# Fairmont Hot Springs Riverside



## amerisense (Aug 18, 2008)

I 've just made an exchange into Fairmont Hot Springs Riverside.  There was a post last year that building 8 was in very bad condition.  I have been assigned to unit 806, which the resort said is in building  800.  They also said this builing was recently renovated.  Can anyone confirm the information the resort gave me?


----------



## Liz Wolf-Spada (Aug 19, 2008)

You could call them and ask.
Liz


----------



## eal (Aug 20, 2008)

amerisense said:


> I 've just made an exchange into Fairmont Hot Springs Riverside.  There was a post last year that building 8 was in very bad condition.  I have been assigned to unit 806, which the resort said is in building  800.  They also said this builing was recently renovated.  Can anyone confirm the information the resort gave me?

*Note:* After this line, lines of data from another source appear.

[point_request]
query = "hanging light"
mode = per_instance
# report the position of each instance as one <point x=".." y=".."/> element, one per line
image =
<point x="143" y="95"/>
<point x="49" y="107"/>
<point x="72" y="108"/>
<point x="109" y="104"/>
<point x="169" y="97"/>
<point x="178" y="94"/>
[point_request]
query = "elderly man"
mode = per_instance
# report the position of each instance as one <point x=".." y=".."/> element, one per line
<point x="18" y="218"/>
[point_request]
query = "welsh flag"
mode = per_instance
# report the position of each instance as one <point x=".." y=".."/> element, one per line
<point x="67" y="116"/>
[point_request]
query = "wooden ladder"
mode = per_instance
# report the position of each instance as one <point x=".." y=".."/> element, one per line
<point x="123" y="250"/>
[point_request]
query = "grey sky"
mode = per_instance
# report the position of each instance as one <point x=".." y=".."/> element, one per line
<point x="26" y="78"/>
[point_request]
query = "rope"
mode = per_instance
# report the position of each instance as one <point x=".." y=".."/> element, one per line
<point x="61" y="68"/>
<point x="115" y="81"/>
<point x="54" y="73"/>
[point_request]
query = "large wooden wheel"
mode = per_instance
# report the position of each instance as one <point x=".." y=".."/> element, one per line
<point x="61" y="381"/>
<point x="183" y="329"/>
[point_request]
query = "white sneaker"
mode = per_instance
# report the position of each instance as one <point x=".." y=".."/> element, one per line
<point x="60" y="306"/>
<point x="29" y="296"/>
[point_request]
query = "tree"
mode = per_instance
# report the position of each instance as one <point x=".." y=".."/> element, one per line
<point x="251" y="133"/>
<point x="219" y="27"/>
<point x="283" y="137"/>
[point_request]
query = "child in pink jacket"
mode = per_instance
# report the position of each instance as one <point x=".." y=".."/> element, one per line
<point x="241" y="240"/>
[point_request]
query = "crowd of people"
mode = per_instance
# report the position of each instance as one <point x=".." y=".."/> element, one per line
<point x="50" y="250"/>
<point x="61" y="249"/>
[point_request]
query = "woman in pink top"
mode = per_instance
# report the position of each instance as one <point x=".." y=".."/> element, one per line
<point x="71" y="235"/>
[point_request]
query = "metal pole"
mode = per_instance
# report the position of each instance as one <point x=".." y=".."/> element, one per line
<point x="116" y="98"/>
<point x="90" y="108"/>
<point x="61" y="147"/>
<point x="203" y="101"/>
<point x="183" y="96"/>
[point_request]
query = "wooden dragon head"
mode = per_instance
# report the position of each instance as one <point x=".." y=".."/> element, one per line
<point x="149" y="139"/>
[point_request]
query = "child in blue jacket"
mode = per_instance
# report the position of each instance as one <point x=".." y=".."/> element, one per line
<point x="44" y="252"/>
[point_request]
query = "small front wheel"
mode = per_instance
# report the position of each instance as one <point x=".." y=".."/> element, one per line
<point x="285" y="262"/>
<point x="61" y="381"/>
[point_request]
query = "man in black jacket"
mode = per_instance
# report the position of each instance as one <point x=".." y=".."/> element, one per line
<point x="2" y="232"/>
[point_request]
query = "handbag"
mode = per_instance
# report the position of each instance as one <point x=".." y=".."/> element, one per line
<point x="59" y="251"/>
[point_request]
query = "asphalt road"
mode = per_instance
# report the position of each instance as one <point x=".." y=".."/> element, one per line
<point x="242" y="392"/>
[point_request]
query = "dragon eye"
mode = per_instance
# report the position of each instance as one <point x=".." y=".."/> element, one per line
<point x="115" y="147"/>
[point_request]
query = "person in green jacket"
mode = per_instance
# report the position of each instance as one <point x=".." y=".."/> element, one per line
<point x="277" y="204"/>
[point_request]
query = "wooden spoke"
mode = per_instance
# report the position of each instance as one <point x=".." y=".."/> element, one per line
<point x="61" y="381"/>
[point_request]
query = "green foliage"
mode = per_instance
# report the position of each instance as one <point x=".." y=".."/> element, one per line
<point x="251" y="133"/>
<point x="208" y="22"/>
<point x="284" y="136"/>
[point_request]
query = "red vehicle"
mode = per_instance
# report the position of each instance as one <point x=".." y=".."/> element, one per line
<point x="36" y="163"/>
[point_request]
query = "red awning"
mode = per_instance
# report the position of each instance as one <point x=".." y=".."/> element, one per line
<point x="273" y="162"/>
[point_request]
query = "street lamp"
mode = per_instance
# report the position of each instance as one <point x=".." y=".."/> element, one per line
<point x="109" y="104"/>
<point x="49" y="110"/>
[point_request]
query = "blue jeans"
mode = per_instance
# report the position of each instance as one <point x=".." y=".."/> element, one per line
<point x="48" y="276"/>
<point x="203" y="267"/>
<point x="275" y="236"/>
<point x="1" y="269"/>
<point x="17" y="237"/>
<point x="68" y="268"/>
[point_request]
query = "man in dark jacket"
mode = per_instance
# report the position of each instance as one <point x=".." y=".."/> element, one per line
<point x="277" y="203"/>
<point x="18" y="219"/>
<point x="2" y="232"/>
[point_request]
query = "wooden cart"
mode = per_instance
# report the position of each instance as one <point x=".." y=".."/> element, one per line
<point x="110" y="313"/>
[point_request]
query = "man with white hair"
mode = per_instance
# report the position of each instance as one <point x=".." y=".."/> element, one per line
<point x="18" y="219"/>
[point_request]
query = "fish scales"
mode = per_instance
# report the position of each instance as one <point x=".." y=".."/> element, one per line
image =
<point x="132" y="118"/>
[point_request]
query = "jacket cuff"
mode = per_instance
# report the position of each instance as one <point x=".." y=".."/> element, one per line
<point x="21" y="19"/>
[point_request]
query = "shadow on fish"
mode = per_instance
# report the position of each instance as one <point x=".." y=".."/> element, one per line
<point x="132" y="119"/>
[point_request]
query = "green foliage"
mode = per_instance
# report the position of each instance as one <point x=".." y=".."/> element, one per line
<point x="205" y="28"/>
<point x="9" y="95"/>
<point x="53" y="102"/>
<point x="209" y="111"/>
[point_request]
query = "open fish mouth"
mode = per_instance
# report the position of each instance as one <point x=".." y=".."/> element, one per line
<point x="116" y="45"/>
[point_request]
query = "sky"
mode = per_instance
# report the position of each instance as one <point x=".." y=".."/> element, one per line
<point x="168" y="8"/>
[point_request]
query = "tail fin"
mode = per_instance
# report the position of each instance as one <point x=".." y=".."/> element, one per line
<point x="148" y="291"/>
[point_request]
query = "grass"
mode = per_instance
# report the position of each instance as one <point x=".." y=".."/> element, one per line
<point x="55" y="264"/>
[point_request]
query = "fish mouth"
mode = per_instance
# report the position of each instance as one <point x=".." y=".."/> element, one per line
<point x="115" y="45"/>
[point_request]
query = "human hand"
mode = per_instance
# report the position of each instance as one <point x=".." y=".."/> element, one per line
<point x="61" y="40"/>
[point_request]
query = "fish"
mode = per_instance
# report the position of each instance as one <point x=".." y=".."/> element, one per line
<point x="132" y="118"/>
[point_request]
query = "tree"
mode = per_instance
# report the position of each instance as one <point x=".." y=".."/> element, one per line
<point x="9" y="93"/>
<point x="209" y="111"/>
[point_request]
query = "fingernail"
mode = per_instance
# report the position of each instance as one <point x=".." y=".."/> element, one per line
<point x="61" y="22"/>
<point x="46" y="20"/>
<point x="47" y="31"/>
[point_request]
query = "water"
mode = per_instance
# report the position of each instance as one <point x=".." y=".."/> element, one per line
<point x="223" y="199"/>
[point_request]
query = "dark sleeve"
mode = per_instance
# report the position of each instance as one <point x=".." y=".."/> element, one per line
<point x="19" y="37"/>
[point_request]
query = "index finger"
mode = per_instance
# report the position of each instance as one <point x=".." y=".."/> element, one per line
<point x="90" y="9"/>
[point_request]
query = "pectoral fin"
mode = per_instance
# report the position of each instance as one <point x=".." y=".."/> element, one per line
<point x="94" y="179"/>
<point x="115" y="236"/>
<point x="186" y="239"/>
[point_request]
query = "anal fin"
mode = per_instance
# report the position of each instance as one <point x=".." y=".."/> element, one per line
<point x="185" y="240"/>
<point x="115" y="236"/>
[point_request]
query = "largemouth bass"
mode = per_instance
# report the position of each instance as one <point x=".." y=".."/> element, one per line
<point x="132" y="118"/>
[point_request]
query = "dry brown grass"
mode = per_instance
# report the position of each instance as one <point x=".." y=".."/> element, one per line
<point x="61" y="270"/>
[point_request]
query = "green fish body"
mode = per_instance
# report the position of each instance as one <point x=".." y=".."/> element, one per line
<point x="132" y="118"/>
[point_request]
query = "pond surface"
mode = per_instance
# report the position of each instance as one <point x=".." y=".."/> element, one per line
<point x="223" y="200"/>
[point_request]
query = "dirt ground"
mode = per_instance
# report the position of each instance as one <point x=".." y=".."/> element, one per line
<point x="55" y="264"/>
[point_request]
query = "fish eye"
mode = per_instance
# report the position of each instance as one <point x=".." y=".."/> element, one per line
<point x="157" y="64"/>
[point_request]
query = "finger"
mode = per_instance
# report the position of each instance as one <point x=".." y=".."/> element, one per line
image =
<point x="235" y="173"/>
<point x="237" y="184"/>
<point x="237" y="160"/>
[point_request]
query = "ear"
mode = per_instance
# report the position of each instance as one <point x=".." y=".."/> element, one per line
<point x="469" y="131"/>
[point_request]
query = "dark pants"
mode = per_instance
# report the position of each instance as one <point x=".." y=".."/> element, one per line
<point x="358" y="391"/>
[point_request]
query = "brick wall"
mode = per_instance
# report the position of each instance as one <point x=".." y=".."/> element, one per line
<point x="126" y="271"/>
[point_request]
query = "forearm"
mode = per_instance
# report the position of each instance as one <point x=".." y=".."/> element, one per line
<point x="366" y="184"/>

It sounds like the poster did call, but has doubts and is looking for confirmation from an independent source.


----------



## labguides (Aug 20, 2008)

Fairmont Hot Springs Riverside building 8 had not been renovated in summer 07. It was the worst TS we have experienced. The models for newer sections were nice.


----------



## amerisense (Aug 26, 2008)

Yes I did calll the resort because of the post I saw here on Tug after I was confirmed to a specific unit.  They are the one who said this was building 800 and it was being renovated.  I would like to think that they did not lie about the renovation.  I was hoping an owner or someone who was there this year may see this post.  Does anyone know if Interval International has specific information about renovations?

Thanks for your replys.


----------



## amerisense (Aug 26, 2008)

I just called the resort again, hoping to speak to another staff person.  I was told by Vicki, who went to check with someone, that Riverside, unit 806 was a building that was renovated over a period of several months in 2006.  Is it possible Unit 806 is not in building 8?


----------